И вот сижу грызу себя, ведь если бы не мое шальное счастье, если б попалась я немцам, они всё про меня узнали бы и, конечно, явились бы сюда, к Валашниковым. И тогда уж никто бы не уцелел, я всех бы подвела. И как я смела так самовольничать, когда это не одну меня касается, а всех, всех наших советских людей! Много я на себя беру, много о себе воображаю. Недаром Сергей Данилович говорил, что я чересчур самонадеянна. Нет, больше «самопроверяться» я не буду, хватит. Но где, где мне найти «непокоренных»?
Письмо тридцать первое
Сегодня с утра Саша меня спросил:
— Ты где вчера была?
— На Подол к одной тете ходила по делу.
— Это ты для той тети ночью писала?
Ах ты, маленький чертяка, он, оказывается, все видит, все знает!
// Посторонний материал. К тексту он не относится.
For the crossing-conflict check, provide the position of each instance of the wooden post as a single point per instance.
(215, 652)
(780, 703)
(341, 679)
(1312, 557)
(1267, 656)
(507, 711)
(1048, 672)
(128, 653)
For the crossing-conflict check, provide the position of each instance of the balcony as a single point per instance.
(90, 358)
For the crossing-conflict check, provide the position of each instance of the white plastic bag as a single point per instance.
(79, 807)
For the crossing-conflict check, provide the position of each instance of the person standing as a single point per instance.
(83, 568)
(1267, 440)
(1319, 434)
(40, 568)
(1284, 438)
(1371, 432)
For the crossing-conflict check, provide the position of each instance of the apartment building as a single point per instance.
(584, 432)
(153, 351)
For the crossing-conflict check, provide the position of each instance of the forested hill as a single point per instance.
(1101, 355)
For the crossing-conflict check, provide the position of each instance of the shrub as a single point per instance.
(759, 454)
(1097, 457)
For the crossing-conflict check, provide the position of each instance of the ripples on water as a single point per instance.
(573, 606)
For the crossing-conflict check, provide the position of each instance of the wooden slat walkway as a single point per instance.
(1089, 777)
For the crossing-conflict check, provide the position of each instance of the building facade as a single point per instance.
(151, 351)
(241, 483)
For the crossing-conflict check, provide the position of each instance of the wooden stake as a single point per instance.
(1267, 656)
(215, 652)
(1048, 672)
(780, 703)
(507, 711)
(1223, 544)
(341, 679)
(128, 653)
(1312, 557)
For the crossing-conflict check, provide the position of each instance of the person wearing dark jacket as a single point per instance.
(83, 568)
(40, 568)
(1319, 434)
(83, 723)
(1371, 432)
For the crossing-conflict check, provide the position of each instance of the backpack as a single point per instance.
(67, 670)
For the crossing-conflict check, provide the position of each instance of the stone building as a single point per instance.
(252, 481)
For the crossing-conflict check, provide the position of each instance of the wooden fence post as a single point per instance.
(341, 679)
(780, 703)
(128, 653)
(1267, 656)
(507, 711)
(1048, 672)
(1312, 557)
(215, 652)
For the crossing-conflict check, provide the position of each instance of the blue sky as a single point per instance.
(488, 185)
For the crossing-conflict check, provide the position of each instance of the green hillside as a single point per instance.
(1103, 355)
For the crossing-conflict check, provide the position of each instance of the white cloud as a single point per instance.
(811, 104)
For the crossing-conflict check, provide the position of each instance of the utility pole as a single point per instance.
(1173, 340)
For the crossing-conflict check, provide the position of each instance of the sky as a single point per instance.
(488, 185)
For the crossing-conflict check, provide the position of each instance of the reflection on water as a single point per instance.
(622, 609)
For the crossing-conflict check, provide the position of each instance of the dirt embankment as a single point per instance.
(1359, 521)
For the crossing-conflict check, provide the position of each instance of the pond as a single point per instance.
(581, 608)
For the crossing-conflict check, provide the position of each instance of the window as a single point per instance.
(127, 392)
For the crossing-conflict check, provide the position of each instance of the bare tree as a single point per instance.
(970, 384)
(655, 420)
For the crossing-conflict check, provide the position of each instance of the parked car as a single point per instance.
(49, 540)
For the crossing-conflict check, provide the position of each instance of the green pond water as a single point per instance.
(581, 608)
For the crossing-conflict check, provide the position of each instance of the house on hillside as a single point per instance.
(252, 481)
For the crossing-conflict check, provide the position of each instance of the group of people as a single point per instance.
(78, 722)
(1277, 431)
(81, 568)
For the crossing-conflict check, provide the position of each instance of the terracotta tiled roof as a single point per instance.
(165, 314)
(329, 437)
Я немножко испугалась — все-таки он маленький, может наболтать чего-нибудь,— поэтому сделала вид, что не расслышала, ничего ему не ответила и постаралась, чтоб он об этом вовсе позабыл: стала ему что-то рисовать, рассказывать. А тут пришел Коля и, как только вошел, говорит:
— А я еще одну листовку видел. От руки написана.
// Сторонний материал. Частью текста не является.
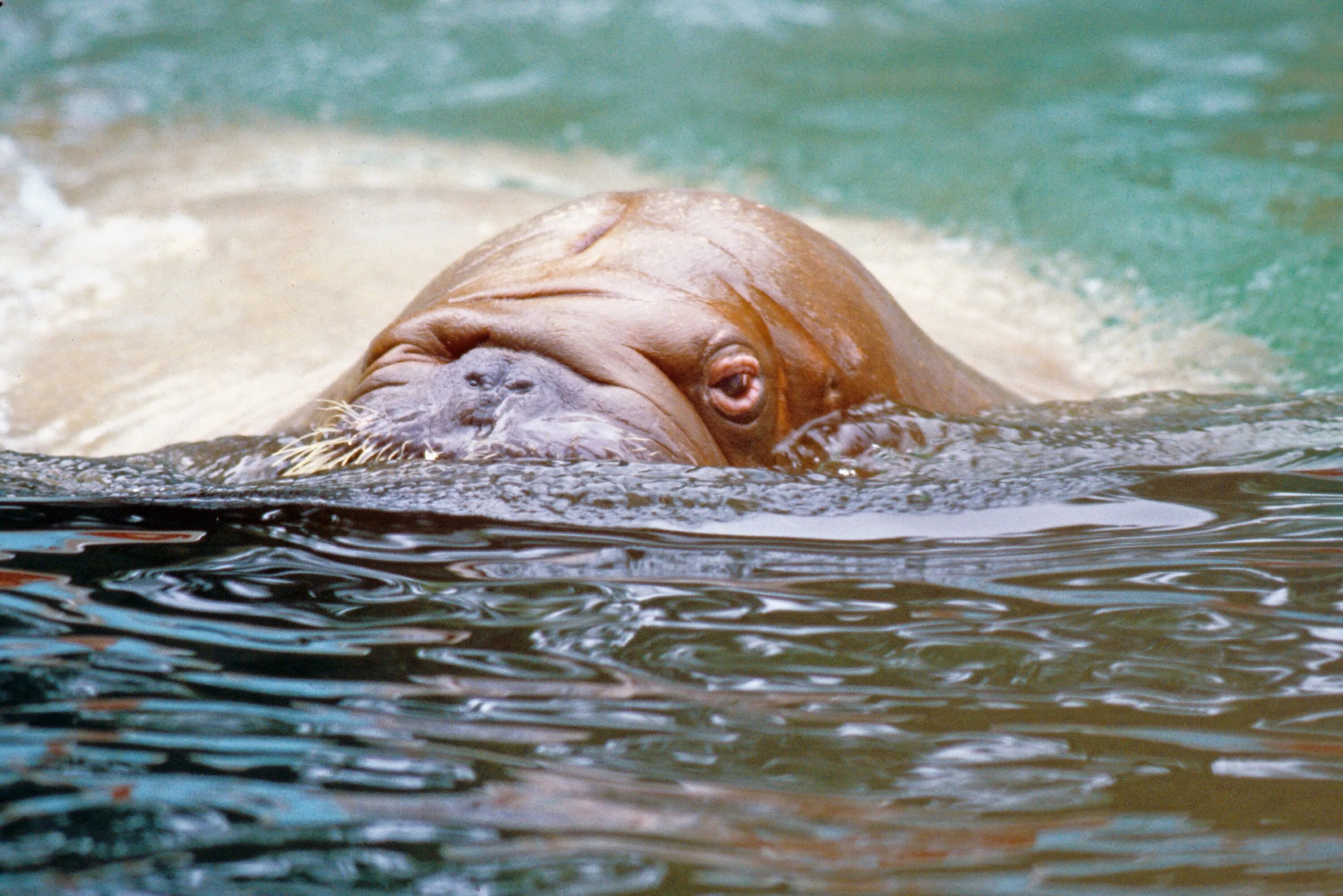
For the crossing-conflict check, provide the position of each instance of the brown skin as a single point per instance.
(706, 325)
И на меня зыркает. А я с Сашком все разговариваю. Колька опять ко мне:
— Чего ж ты не интересуешься, где я листовку видел?
— Ну, где же ты ее видел?
— Совсем близко. На Советской.
Я глаза вытаращила. А он смеется. Кажется, и этот тоже обо мне все знает. Эх, не выйдет из меня конспиратор!
Письмо тридцать второе
Вчера Ковылян ворчливо так меня спрашивает:
— Что ж ты теперь, значит, ничем и никем, кроме Сашка, не интересуешься?
— Почему ты так думаешь?
— Да вон раньше, когда я приходил домой, ты ко мне сломя голову навстречу летела, расспрашивала, не слышал ли чего о нашем продвижении, о Ленинграде, о Москве, о Киеве, не знаю ли каких новостей с фронтов... А сейчас ничего не спрашиваешь, а только сама все о Саше рассказываешь: что он съел, да что сказал, да как на тебя посмотрел.
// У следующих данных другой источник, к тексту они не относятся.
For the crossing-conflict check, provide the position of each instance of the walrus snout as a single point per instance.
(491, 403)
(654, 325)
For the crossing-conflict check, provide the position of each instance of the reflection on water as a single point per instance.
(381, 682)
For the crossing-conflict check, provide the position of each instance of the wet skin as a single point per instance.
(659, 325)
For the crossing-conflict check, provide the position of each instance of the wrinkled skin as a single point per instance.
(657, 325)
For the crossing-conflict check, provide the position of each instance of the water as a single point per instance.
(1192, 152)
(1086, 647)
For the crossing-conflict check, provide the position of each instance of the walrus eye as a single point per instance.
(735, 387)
— Как тебе не стыдно, Николай! Что ты говоришь?! Ты же знаешь, как я до сих пор жила, как мне тяжко было. Ведь я молодая, здоровая, а здесь, у вас, как в гробу. Я так больше не могу. Мне нужно что-то делать, куда-то руки приложить. Не салфеточки вязать, а такое, чтобы могло настоящим делом считаться. Я же просила тебя узнать про «непокоренную», просила найти к ней дорогу, а ты меня высмеял. И так грубо, так нехорошо высмеял. Я теперь к тебе и не приступаю больше.